When an agent hits context limits, it throws an error. As generated tokens enter the context, then it there would be no place for newest ones.
Rather than setting a larger context, it is possible to set the --context-shift argument in llama-swap.config configuration for Qwen3.5 model.
As the model would then "forget" earlier tokens, it might tend allucinate. See further information on model parameters.
Tool calls might be mis-interpreted by continue. Few times, the extension failed to represent diffs in the chat when streaming is enabled (default).
This seem to have been mitigated by introducing the --jinja argument in the llama-swap.config configuration.
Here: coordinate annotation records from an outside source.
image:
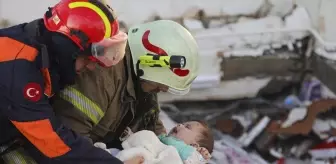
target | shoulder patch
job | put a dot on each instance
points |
(32, 92)
(13, 49)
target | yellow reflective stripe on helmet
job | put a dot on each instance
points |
(17, 157)
(96, 9)
(82, 103)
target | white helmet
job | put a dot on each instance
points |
(165, 38)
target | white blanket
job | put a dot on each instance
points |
(148, 145)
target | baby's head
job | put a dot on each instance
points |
(194, 133)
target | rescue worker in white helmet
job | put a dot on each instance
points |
(160, 56)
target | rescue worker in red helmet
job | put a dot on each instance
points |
(39, 58)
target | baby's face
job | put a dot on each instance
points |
(189, 132)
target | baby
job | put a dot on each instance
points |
(187, 143)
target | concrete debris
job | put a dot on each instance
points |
(294, 129)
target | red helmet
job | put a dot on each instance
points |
(83, 21)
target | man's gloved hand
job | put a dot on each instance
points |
(135, 160)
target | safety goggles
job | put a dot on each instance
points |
(109, 51)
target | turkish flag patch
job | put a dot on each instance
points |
(32, 92)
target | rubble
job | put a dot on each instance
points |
(293, 129)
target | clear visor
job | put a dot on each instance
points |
(110, 51)
(179, 92)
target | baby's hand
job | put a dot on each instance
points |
(127, 132)
(204, 152)
(135, 160)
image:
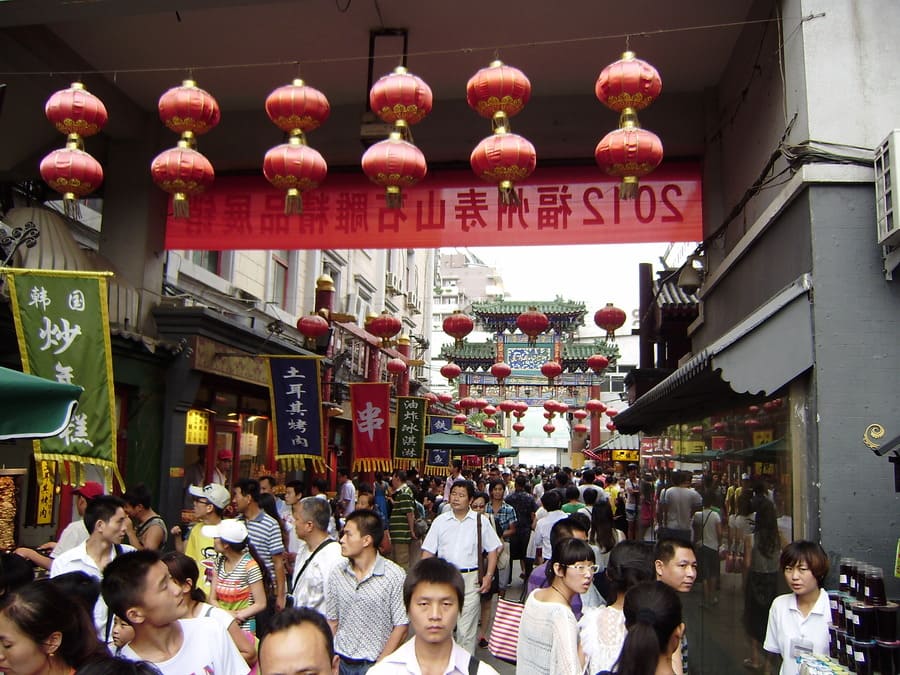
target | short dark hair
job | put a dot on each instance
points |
(138, 495)
(125, 580)
(369, 524)
(248, 487)
(100, 508)
(297, 616)
(433, 571)
(809, 552)
(467, 484)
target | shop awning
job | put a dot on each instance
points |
(754, 359)
(34, 407)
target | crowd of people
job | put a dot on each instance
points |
(400, 575)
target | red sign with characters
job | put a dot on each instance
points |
(563, 205)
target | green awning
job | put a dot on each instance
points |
(33, 407)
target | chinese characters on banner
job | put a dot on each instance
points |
(294, 389)
(370, 404)
(62, 325)
(558, 205)
(409, 439)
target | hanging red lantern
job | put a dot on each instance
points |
(597, 363)
(451, 371)
(629, 82)
(297, 107)
(295, 168)
(188, 110)
(501, 371)
(498, 89)
(73, 173)
(394, 164)
(396, 366)
(532, 323)
(550, 370)
(76, 111)
(401, 98)
(505, 159)
(458, 326)
(182, 172)
(385, 326)
(629, 153)
(610, 318)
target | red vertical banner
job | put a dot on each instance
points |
(370, 404)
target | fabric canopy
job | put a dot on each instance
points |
(33, 407)
(460, 444)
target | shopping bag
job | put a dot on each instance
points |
(505, 631)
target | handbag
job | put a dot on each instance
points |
(505, 631)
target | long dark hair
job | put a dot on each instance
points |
(41, 609)
(602, 531)
(652, 613)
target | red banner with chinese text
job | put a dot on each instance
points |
(370, 403)
(559, 205)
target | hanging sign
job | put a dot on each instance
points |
(296, 397)
(558, 205)
(62, 326)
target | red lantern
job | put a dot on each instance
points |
(295, 168)
(532, 323)
(501, 371)
(458, 326)
(451, 371)
(505, 159)
(297, 108)
(550, 370)
(188, 110)
(385, 326)
(609, 318)
(629, 153)
(312, 327)
(73, 173)
(597, 363)
(498, 89)
(628, 83)
(401, 98)
(76, 111)
(394, 164)
(182, 171)
(396, 366)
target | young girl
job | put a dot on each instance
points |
(653, 619)
(548, 634)
(237, 584)
(798, 621)
(185, 572)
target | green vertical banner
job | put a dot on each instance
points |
(62, 326)
(409, 439)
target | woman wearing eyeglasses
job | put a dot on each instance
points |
(548, 633)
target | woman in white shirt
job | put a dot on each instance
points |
(798, 621)
(548, 633)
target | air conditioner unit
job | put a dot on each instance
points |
(887, 189)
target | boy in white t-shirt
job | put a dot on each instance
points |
(138, 587)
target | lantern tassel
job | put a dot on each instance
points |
(180, 205)
(293, 201)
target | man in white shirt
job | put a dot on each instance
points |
(453, 536)
(138, 588)
(433, 593)
(104, 518)
(318, 555)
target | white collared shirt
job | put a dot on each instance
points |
(404, 662)
(456, 541)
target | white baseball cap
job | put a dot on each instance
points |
(230, 530)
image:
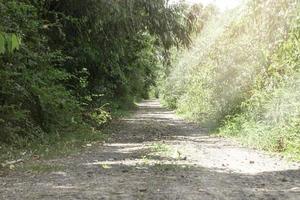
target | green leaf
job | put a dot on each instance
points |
(2, 44)
(14, 42)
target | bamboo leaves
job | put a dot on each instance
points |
(9, 42)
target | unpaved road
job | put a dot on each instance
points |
(155, 155)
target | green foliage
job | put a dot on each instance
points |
(242, 75)
(66, 65)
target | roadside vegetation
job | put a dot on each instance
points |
(68, 67)
(241, 76)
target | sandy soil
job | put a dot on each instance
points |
(155, 155)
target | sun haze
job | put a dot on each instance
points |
(222, 4)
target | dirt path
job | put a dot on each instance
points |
(155, 155)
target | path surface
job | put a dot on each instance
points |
(155, 155)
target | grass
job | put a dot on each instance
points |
(40, 168)
(53, 146)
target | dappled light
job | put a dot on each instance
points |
(141, 99)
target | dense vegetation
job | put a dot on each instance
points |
(241, 77)
(65, 65)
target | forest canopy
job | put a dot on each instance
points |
(66, 65)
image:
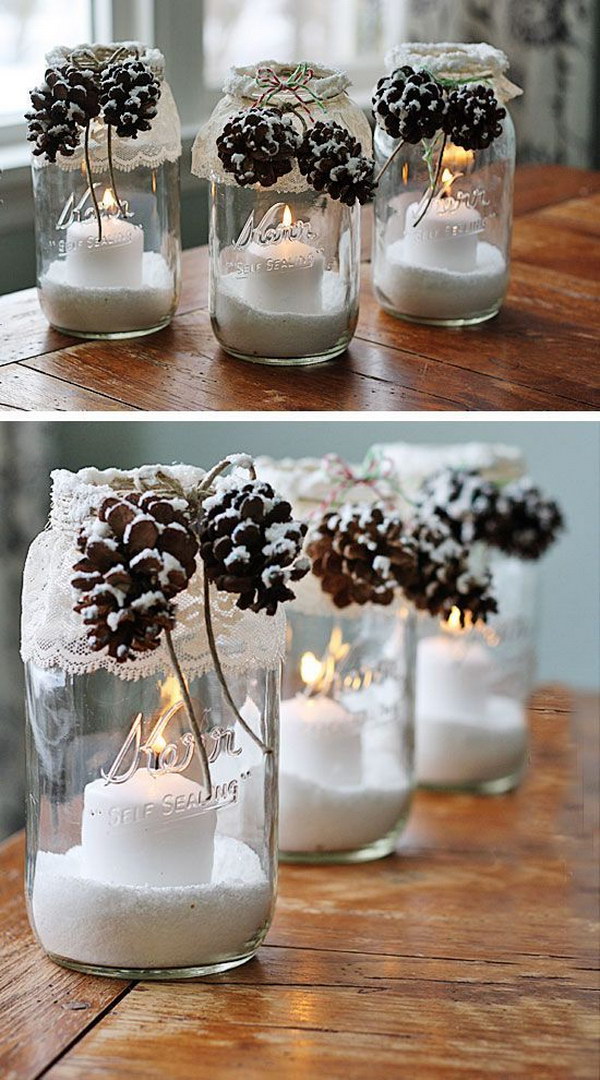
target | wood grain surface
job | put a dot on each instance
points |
(540, 353)
(471, 953)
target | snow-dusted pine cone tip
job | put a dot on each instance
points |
(409, 105)
(358, 554)
(251, 545)
(526, 523)
(462, 499)
(128, 97)
(445, 574)
(258, 146)
(332, 161)
(138, 554)
(63, 105)
(473, 117)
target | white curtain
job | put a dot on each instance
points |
(24, 487)
(551, 48)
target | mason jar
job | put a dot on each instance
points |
(346, 734)
(107, 219)
(139, 865)
(450, 266)
(284, 260)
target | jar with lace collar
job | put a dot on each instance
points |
(286, 153)
(152, 703)
(445, 158)
(106, 147)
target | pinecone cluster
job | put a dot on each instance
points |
(258, 146)
(128, 97)
(138, 554)
(63, 105)
(250, 545)
(411, 105)
(526, 523)
(359, 554)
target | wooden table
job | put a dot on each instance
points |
(468, 954)
(539, 353)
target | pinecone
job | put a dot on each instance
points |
(130, 94)
(462, 499)
(526, 523)
(138, 554)
(258, 146)
(331, 160)
(446, 575)
(250, 545)
(358, 553)
(473, 118)
(409, 105)
(64, 104)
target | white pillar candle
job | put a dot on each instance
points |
(285, 275)
(321, 741)
(151, 829)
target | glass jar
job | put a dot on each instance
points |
(473, 687)
(449, 267)
(284, 260)
(107, 223)
(346, 734)
(137, 866)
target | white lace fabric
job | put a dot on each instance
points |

Another a slight improvement was achieved by setting .continue/rules/TOOLS.md. Such a ruleset attempts to mitigate interference between tools calling, thinking and output streaming.
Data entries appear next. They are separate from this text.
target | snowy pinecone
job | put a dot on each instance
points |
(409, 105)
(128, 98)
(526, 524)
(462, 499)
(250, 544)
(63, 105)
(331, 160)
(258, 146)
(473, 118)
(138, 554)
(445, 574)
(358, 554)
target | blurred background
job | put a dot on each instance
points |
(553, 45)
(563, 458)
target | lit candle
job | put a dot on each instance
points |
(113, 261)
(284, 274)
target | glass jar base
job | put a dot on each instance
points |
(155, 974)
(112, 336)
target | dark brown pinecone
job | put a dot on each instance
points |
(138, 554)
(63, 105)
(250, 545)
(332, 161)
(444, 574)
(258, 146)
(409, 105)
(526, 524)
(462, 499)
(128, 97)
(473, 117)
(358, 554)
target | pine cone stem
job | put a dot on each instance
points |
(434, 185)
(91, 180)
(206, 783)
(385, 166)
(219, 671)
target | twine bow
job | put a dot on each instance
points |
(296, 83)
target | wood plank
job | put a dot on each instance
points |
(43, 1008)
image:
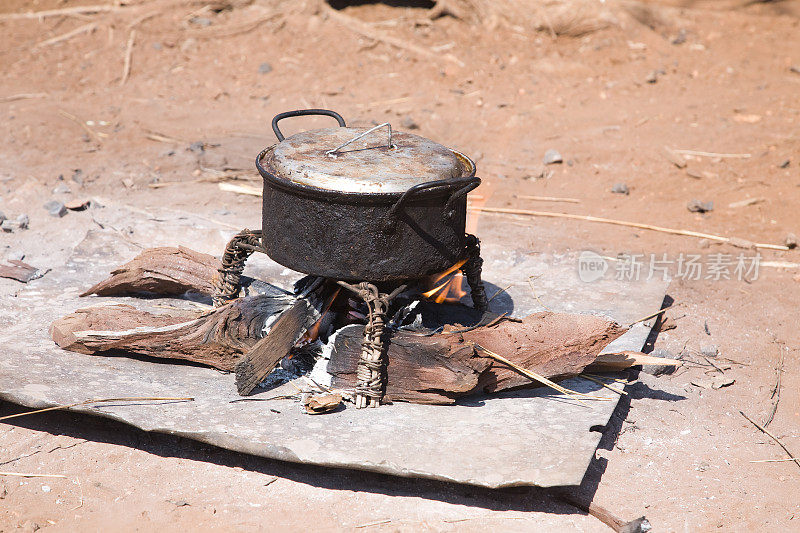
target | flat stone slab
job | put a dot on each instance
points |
(533, 437)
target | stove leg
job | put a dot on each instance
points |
(371, 373)
(229, 281)
(472, 271)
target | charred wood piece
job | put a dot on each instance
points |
(217, 339)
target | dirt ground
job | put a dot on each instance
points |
(196, 104)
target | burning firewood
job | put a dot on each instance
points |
(432, 359)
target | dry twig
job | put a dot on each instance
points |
(713, 154)
(66, 11)
(606, 385)
(22, 96)
(126, 67)
(648, 317)
(23, 474)
(776, 391)
(549, 199)
(773, 437)
(534, 376)
(87, 28)
(241, 189)
(589, 218)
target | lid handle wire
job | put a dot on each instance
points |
(335, 152)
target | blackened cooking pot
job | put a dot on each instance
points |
(358, 204)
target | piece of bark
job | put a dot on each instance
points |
(217, 339)
(439, 368)
(613, 362)
(554, 345)
(18, 270)
(166, 271)
(421, 369)
(262, 358)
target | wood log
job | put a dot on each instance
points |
(554, 345)
(439, 368)
(167, 271)
(217, 339)
(433, 370)
(262, 358)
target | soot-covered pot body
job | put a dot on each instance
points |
(375, 210)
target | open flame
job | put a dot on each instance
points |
(451, 290)
(313, 332)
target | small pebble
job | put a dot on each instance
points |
(709, 351)
(201, 21)
(409, 123)
(620, 188)
(696, 206)
(29, 527)
(552, 157)
(55, 208)
(657, 370)
(680, 38)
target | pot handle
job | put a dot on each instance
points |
(471, 183)
(304, 112)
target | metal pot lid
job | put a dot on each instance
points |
(363, 160)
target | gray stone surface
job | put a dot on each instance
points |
(534, 437)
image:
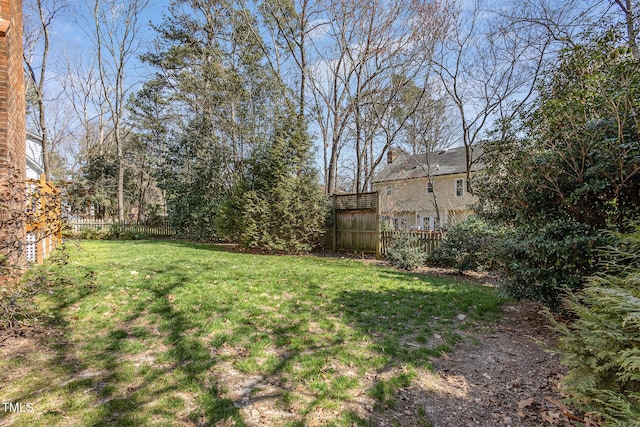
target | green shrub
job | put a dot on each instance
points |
(469, 245)
(544, 263)
(405, 252)
(602, 347)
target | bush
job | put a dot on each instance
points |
(469, 245)
(405, 252)
(544, 263)
(602, 347)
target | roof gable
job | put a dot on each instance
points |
(437, 163)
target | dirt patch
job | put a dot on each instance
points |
(503, 377)
(500, 377)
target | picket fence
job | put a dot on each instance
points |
(151, 230)
(427, 240)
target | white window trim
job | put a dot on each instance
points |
(455, 188)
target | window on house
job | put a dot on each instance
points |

Another solution, would be to disable the stream function. However, this might have inpact on usability (user won't see the result of the agentic action until done).
Instead of the VSCode + continue.dev setup, you can use Claude Code, a commercial AI-powered coding assistant.
Getting Started with Claude Code:
- Install the Claude Code CLI tool
- Follow the official documentation for configuration
- You can still use the same LLM models mentioned above if you want to run them locally and connect them to Claude Code.
Note: This document focuses on the open-source, self-hosted solution, but Claude Code can be a viable alternative depending on your needs and preferences.